Big data is big news. Companies like Amazon, Google and major supermarkets are delivering new services and competitive advantage through analysing their massive datasets. The Economist reports that 30% of Amazon’s sales are through its “you may also like” recommendations.
Organizations everywhere want to make similar use of their own data. Articles and conferences on "predictive analytics" and "data science" are popping up everywhere. Even the New York Times has been promoting careers in statistics as "cool".
But, are we learning the right lessons from the successes of Amazon et al? Should decision scientists be focusing their efforts on helping organizations make sense of the data they have?
Massive datasets are a byproduct of something the showcase "big data" companies do that is, arguably, more important—they crowdsource data in real-time. Both crowdsourcing and real-time data collection are valuable. Together they are dynamite.
Making one small team within the organization responsible for collecting and "cleaning" the "official" data limits the volume of data that can be collected and increases the possibility of bias. Crowdsourcing mitigates those problems—and is cheaper.
The quality of data decays over time. Different industries experience different decay rates, but basing decisions on old data risks missing fundamental changes. Obviously, lagging data is almost useless when responding to a crisis. Real-time data collection means decisions can take the immediate situation into account.
Before you ask how you can draw insights from your existing databases, it may be advantageous to ask how you can build higher quality databases in the first place.
Tools to assist decision-makers are increasingly drawing on existing data and then combining it with the decision-makers’ assumptions and beliefs to predict outcomes and suggest action. These assumptions and beliefs are then often discarded once the decision has been made. However, these are real-time insights from the front-line. Capturing and storing them would allow decision-makers to tap into the current views of their peers—and monitor shifts in these views over time.

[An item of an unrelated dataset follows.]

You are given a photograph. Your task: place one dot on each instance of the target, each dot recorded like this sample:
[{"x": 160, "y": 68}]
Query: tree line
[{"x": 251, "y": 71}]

In addition to designing decision-making tools to produce insights, we also need to design them to collect insights. The latter activity may be the real innovation.
Privacy
Of course, there are potential privacy implications to be considered in crowdsourcing data. However, collecting data about an organization (as opposed to individuals), in the course of paid employment, and with full disclosure, raises few privacy issues. It is similar to writing and publishing a business report.